With little formal education and a lot of spare-time exploring, young John Wesley Powell developed an interest in natural history and archaeology, collecting Indian artifacts, rocks and fossils around his home in Illinois. Prior to the Civil War, he farmed and occasionally taught school; but with the War's onset, at age 27 he joined the 20th Illinois Volunteer Infantry for the North as a private, and within a year he was captain of an artillery unit. At Shiloh, under U.S. Grant, he lost his right arm below his elbow to a musket ball, but returned to fight at the siege of Vicksburg and the battle of Nashville, receiving his discharge in 1865 with the rank of major.

On the basis of his reputation as an amateur naturalist, after the War Powell became a lecturer in natural history at Illinois Wesleyan College and Illinois Normal University -- but he still had an eye for adventure. With some of his students, he began staging reconnaissance expeditions in the Colorado Rockies, and in the winter of 1868, he explored the upper tributaries of the Colorado River, studying the culture of the Utes and seeking grants from his universities, the Smithsonian and the U.S. Army for a full-fledged journey down the Colorado.

On May 24, 1869, the intrepid one-armed Powell and his crew of 9 other men embarked on what would become one of the last epic explorations of the continental U.S., a treacherous boat trip down the Colorado, through the monolithic gorges of the Southwest that had scared off prior expeditions. By the time he emerged from the Grand Canyon (so named by Powell himself) on August 29, 1869, Powell had succeeded in laying the groundwork for a good map of the Colorado, at the cost of 3 men who were killed along the way; developed an influential theory of how the Colorado preserved its level; established relations with the Utes and Shivwits of northern Arizona and southern Utah (who recalled Powell as "Kapurats," or "right-arm-off"); and was hailed as a hero in the East.

Congress responded by funding Powell to map and study large areas of the West. In 1872, Powell was appointed special commissioner of Indian Affairs, but in addition to providing advice to the government as one of the nation's foremost experts on Native American culture in the West, he began to concern himself with the natural limits of the American settlement of the West.

In his prophetic Report on the Lands of the Arid Regions of the United States (1878), he observed that the region to the west of the 100th meridian (roughly running through present-day Erick, Oklahoma, among other places) lacked the abundant water that had supported the growing populations in the East and Midwest. Therefore, he argued, for the West to grow within the bounds of its resources, the U.S. government would be required to carefully control homesteading, limiting it to self-reliant (not federally subsidized) communal authorities gathered around water and natural watershed areas where irrigation ditches might easily transport water to crops. Powell argued that this kind of control was required to encourage conservation, minimize conflicts over water rights, and reduce inefficiencies inherent in transporting water over long distances.

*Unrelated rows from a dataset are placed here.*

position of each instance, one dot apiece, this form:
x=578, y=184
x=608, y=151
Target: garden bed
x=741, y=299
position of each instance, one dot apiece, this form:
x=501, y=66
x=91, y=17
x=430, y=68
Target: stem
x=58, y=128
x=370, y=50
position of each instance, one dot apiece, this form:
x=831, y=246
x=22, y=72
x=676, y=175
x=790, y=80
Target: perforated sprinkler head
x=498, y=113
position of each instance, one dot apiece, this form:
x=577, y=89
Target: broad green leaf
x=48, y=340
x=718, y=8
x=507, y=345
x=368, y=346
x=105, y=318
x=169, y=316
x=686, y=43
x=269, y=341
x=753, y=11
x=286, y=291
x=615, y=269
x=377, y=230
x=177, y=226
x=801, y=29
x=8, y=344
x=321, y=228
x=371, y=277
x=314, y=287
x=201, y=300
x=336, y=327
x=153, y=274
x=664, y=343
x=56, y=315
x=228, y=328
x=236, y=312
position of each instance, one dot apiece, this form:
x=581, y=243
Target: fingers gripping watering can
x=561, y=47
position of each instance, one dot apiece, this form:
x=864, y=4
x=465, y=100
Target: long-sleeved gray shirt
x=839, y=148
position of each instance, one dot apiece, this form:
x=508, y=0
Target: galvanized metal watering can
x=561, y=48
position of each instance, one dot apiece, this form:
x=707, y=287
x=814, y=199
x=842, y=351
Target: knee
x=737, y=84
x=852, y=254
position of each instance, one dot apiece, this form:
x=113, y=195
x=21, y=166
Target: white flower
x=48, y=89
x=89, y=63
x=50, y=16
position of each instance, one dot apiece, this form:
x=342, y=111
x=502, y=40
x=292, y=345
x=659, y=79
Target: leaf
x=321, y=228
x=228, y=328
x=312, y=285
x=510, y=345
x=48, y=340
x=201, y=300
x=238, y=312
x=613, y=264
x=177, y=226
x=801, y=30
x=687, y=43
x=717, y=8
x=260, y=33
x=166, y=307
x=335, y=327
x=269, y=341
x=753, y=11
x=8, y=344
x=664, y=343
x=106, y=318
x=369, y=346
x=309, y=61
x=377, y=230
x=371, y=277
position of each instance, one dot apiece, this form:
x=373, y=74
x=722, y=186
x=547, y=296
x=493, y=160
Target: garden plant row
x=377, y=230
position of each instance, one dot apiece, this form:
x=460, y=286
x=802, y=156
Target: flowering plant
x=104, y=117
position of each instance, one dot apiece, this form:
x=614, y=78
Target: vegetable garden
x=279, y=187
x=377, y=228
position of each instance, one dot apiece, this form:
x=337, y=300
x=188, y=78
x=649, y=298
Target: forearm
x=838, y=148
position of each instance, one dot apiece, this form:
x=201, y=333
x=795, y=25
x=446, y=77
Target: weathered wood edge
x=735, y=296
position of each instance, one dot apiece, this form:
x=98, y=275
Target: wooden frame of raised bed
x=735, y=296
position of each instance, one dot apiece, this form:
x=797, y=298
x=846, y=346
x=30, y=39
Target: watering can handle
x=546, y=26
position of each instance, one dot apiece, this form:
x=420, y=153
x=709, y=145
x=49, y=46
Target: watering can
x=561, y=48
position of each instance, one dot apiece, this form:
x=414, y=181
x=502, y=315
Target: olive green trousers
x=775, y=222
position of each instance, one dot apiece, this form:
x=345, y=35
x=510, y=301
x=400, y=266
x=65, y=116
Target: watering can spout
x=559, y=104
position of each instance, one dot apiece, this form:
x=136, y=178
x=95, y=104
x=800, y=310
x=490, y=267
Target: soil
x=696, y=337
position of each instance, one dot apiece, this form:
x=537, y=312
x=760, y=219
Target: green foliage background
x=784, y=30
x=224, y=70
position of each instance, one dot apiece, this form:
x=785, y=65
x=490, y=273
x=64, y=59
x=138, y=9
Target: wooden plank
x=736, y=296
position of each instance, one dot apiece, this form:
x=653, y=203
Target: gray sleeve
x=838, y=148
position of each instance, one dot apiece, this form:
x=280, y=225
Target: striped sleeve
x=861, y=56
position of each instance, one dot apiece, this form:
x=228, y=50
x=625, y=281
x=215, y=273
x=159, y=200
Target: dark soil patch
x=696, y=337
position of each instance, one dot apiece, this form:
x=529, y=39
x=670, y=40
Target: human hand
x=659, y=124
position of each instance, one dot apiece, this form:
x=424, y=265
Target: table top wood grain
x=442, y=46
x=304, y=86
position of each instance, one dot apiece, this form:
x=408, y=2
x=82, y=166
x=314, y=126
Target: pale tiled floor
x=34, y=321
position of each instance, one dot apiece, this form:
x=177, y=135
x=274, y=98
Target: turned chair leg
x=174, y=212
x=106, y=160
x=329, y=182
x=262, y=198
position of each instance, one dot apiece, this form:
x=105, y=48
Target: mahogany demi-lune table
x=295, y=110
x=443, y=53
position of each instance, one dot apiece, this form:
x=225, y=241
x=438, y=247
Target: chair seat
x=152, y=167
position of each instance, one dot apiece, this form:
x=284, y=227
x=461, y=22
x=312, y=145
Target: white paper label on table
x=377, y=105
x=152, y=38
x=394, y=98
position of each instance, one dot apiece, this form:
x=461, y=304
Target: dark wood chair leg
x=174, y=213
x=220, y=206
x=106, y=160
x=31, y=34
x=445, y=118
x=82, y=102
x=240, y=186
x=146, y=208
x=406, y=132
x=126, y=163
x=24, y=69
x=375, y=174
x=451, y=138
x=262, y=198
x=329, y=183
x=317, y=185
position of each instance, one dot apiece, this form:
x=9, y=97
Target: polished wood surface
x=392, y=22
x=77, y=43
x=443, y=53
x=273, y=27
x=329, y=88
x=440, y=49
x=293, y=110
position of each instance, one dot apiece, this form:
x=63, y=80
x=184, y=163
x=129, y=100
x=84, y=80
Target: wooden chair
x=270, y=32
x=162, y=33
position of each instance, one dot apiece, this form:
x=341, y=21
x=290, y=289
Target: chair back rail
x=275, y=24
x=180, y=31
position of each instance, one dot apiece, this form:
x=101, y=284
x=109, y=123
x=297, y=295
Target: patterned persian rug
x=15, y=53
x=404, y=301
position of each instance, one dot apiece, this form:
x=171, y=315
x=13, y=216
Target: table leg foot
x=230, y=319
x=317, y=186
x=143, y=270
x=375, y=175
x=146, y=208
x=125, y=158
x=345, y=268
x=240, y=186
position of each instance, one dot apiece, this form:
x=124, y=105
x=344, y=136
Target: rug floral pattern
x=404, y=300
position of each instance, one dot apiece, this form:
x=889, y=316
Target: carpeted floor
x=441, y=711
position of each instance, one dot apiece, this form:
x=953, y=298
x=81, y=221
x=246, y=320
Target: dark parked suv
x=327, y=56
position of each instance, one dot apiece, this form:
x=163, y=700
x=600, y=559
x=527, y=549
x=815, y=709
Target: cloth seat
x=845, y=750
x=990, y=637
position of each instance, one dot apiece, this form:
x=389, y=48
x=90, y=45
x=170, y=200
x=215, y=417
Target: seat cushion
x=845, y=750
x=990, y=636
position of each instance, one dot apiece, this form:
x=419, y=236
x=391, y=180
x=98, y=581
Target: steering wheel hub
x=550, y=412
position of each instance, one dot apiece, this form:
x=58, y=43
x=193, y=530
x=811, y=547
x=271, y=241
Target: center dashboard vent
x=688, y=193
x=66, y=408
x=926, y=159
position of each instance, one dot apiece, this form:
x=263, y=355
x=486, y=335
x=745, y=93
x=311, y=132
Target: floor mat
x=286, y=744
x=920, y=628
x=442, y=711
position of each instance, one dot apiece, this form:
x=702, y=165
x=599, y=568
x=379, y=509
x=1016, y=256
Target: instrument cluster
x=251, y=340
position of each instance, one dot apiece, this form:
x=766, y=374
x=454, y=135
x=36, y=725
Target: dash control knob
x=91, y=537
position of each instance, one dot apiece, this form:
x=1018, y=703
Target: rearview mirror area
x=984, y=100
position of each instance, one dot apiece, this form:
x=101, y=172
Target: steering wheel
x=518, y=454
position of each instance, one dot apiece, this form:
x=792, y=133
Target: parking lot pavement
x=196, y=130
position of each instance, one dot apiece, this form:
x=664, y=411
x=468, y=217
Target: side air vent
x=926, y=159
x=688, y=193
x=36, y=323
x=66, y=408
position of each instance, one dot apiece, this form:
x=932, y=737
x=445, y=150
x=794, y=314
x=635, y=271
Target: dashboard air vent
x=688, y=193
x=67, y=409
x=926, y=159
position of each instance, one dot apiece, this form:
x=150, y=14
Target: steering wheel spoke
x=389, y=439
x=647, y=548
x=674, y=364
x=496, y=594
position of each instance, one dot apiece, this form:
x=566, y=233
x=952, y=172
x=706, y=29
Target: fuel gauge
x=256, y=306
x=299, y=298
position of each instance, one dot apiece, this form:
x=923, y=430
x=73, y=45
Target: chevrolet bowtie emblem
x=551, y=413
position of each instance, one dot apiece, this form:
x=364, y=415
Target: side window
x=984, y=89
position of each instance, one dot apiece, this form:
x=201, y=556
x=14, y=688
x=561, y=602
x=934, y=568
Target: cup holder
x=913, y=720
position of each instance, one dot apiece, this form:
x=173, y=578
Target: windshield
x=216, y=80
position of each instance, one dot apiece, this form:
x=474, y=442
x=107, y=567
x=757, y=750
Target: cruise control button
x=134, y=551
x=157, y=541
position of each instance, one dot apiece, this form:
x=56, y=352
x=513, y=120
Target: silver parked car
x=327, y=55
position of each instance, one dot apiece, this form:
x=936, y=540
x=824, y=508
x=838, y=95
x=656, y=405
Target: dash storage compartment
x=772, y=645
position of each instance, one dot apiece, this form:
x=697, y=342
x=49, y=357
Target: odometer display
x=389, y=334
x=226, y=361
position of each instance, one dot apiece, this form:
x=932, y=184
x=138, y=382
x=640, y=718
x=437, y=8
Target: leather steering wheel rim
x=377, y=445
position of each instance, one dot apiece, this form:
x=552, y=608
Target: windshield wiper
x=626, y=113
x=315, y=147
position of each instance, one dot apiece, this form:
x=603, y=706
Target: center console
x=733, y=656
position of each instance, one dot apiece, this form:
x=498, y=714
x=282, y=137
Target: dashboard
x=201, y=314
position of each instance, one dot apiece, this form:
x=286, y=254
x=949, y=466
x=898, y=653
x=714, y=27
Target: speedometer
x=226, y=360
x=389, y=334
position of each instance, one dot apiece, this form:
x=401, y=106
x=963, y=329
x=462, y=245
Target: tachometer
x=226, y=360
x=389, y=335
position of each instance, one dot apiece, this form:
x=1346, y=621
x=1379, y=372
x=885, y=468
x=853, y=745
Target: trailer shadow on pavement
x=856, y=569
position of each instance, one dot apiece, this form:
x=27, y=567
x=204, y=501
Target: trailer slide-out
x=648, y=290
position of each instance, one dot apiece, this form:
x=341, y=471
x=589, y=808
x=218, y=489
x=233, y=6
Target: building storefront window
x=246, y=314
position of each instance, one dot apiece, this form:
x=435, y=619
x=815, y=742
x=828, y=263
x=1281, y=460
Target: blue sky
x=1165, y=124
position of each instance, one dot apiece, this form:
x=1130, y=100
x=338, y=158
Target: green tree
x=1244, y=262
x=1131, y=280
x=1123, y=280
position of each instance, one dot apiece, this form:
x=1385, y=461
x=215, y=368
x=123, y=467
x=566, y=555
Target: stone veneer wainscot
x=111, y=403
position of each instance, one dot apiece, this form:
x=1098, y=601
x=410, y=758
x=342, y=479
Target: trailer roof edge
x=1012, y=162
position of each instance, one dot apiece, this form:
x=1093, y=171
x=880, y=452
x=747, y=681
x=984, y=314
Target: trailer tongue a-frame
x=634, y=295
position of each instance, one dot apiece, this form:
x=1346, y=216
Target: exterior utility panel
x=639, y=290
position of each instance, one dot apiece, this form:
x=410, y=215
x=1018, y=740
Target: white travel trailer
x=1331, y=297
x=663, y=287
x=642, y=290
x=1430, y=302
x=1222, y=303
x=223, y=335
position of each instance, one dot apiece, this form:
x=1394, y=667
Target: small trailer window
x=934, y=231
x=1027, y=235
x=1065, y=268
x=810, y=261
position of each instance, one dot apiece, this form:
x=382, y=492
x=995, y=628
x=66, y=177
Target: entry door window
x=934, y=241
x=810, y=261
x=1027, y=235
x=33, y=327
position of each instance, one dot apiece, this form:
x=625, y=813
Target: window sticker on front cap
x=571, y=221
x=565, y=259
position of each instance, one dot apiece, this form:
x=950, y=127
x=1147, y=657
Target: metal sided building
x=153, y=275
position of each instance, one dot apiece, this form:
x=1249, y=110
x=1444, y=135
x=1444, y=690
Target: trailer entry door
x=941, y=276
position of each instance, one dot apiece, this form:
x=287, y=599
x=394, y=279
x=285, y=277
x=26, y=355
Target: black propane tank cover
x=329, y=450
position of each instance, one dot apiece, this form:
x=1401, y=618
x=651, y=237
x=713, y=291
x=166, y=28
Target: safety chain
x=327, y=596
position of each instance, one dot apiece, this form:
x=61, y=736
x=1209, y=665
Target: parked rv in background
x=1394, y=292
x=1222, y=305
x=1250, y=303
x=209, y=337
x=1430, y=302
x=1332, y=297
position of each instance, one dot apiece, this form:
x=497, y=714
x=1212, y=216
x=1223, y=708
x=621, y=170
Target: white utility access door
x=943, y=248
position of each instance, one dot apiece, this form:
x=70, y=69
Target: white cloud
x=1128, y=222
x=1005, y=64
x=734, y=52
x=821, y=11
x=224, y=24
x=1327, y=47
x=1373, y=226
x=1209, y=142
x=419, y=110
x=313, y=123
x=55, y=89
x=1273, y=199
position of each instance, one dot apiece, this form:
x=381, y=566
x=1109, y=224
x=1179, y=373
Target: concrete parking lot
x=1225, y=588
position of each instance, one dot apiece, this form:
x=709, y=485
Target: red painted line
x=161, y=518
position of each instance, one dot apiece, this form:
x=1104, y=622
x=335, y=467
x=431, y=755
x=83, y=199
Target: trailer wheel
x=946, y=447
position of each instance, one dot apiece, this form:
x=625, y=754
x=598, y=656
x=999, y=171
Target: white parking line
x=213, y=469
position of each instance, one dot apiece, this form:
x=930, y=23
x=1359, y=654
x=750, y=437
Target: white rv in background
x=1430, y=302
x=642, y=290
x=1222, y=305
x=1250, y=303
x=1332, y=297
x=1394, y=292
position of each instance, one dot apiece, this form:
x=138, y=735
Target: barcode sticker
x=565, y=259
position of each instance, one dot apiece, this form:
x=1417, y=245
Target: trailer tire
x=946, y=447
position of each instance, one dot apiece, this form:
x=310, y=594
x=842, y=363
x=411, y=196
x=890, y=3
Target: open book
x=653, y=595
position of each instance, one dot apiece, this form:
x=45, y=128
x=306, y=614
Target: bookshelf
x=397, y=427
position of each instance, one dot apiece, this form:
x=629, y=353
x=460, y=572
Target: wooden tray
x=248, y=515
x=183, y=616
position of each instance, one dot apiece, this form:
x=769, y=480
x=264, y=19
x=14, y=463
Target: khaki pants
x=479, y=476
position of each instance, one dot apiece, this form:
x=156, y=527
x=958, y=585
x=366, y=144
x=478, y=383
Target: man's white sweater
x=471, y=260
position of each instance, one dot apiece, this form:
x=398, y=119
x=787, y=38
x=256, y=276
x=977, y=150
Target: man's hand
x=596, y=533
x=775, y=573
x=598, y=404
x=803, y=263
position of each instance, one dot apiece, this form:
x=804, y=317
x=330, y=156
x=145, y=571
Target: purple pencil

Powell's Report fell on deaf ears, however: while newspapers and speculators, aided by crackpot scientists, promised that water would somehow appear wherever civilization chose to install itself, politicians in Washington bristled at the notion of imposing so much control over the settlement of the West, arguing that it would interfere with free enterprise.

Between 1880 and 1930, the population of the Western states would increase by almost 10 times without a federal water conservation policy; within the same period, a city like Los Angeles would swell from a sleepy pueblo to a metropolis of 2 million people on the back of William Mulholland's nefarious Owens Valley aqueduct scheme, supplemented every decade or so by greedy grabs of additional water sources further and further Eastward and by billions of dollars of federal dams and reservoir projects; and by 2000, a city like Las Vegas, which would not have even existed under Powell's plans, would become the fastest growing city in the country -- with the highest per capita (and most conspicuous) water use in the West, an overdrawn aquifer, and fewer and fewer options other than to drill for water on federally-protected lands. So much for conservation and self-reliance.

With Powell's visionary plans doused, however, he was consigned to the federal bureaucracy; but as head of both the Bureau of Ethnology (from 1879) and the U.S. Geological Survey (from 1881), he turned his agencies into model government science organizations, fostering the publication of numerous classics of Native American anthropology, as well as topographical maps and land studies. His continual attempts to get in the way of unfettered development in the West ultimately got him fired in 1894, and he retired, somewhat bitterly, to write epistemological works that have been described by one writer as "abstruse." He died on September 23, 1902 in Haven, Maine.